"We see Intuit as a cycle-independent technology leader in the early stages of global expansion that will benefit from the shift to QuickBooks Online (QBO)," analysts said about the California-based provider of business and financial management solutions.
"However, we believe the company's targets for subscriber growth and earnings CAGR may prove somewhat ambitious, and expect some pressure on tax volumes based on the implementation of the ACA and new fraud-reduction measures by the IRS," they added.
Analysts lowered their estimate for FY16 EPS to $3.74 from $4 and introduced FY17 estimate of $4.60, below guidance for $5. While analysts see upside to FY15 EPS estimates, they believe investors will be more focused on QBO subscribers and feasibility of FY17 goals.
Shares of Intuit closed up 0.84% at $92.88 yesterday.

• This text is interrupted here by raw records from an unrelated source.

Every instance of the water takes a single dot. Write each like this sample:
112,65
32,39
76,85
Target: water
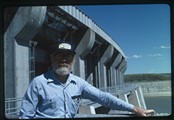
161,104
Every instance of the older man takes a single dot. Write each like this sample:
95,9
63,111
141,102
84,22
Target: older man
57,93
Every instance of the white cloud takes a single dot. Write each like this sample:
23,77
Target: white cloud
164,47
137,56
155,55
151,71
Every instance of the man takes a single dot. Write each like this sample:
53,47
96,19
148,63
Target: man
57,93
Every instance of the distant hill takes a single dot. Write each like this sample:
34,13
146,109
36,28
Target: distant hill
146,77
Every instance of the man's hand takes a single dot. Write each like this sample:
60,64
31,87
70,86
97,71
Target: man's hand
143,112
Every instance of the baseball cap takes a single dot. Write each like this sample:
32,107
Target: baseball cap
66,47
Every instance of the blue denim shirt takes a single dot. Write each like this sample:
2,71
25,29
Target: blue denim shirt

Separately, TheStreet Ratings team rates INTUIT INC as a Buy with a ratings score of B. TheStreet Ratings Team has this to say about their recommendation:
"We rate INTUIT INC (INTU) a BUY. This is driven by multiple strengths, which we believe should have a greater impact than any weaknesses, and should give investors a better performance opportunity than most stocks we cover. The company's strengths can be seen in multiple areas, such as its solid stock price performance, revenue growth, largely solid financial position with reasonable debt levels by most measures, good cash flow from operations and expanding profit margins. We feel these strengths outweigh the fact that the company has had sub par growth in net income."